Please, if anyone can help, let me know.

anon75522
Post 17

what happens to an insurance premium when a deductible is lowered?

the premium will simply be higher. unless the owner of the insurance company is your father.

tya - denpasar

anon74874
Post 16

If i paid my health insurance deductible in Oct. 09 is it good until Oct 10?

anon58856
Post 15

In the construction industry, normally the client asks the contractor to get the policy on behalf of client and the client will decide the deductibility limit (Contracts according to FIDIC-yellow book) such as 10,000 Euro. Then who will be responsible to reimburse the damages cost to the contractor which below the 10,000 Euro limit? Can the contractor ask the client to reimburse the cost?

anon56378
Post 14

If an auto insurance deductible is expected to be refunded (due to 100 percent fault of the other party in an auto collision).

According to California law, how long can an auto insurance agency withhold from issuing the refund to the policy owner after the "other" party has paid the policy owner's insurance in full?

anon42776
Post 12

what if my health insurance deductible is zero but annual out of pocket max is $6k? What would I actually be responsible for paying? How does annual out of pocket and deductible differ when in my case, the deductible is zero, which, in theory, I've already "met" my deductible from the get-go, but then I have this $6k out of pocket... it seems to me that the $6k might as well be the deductible?
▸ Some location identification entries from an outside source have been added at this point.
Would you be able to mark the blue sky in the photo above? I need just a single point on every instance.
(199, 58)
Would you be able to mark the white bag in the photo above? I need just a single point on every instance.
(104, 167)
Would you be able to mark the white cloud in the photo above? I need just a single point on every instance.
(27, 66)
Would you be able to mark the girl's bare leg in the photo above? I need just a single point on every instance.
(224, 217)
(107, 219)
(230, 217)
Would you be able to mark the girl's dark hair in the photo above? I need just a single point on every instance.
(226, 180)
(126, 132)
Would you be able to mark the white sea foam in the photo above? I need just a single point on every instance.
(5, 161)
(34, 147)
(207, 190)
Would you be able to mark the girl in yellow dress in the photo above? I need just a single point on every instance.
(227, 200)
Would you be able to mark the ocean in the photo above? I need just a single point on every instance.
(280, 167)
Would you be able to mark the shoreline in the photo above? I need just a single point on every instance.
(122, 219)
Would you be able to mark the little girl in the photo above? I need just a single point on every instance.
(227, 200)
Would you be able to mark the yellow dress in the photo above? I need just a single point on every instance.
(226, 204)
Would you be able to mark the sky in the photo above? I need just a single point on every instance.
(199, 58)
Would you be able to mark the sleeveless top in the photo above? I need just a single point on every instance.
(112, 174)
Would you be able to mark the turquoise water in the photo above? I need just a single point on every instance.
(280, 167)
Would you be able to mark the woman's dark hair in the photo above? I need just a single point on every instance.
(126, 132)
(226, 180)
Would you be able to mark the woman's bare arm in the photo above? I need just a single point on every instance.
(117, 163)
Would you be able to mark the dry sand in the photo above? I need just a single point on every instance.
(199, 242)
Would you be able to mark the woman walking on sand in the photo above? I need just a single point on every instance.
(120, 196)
Help! I'm confused!

orocac14
Post 11

What about if i am paying my family plan with 10,000 deductible and i use the insurance only to take my son to the annual check up office visit, my wife and me don't use the insurance in the whole year. I still have to pay the 10,000 usd a year? Sorry this is complicated theme for me. Thank you.

abcjuan
Post 10

My question is about a non-life insurance policy called Industrial All Risk Insurance Policy.

In our policy, we have 5 & 2 deductible, our policy has been extended with same terms and conditions, would the deductible be a new set of 5 & 2 or will it still be the old deductible that will apply to which in case of loss, we can add it up from the older ones as aggregate to consume the 5 & 2 from the expiring policy? Thank you and hope that you will reply.

elewis219
Post 9

If your car is hit while parked, and the other driver wants to have his insurance company cover the damages, why did we have to pay our deductible? Shouldn't the at-fault driver's insurance cover that?

anon20424
Post 8

If you have a low deductible your insurance premiums will be higher.

anon8760
Post 7

Once we chose the medical plan with a deductible, do we need to pay this amount every year or would it be accounted till we opt out of the plan, please give a detailed reply. Thanks.

anon8293
Post 6

Deductibles in medical insurance usually cover one year. So, if you visit a doctor a lot during the year, you might pay, say, $100 per visit until your deductible for that year is met. Then, your office visits will be lower, depending on the specific insurance plan you have. Deductibles in auto insurance plans are usually by the accident. For example, if you are involved in a single vehicle crash and the damage is, say, $2500 and your deductible is $500, you pay the first $500 and the insurance picks up the $2000. On the way home from the body shop, you get into another crash, you would have to pay the deductible again. Each policy is different and it is up to you to understand the details, so ask plenty of questions until you completely understand how it works.

anon2685
Post 3

Is the deductible a one time fee, or does it apply to every visit to a doctors office. For instance, if you had to have make several visit to the doctor and each visit costs exceeded your deductible.....

Dayton
Post 2

In my experience with car and health insurance, if you want your deductible to be lower, your premium will be higher. One example of this is a high deductible health plan (see http://www.wisegeek.com/what-is-a-high-deductible-health-plan.htm ), where you pay very low premiums in exchange for high costs, should you actually use the insurance.

anon1361
Post 1

what happens to an insurance premium when a deductible is lowered?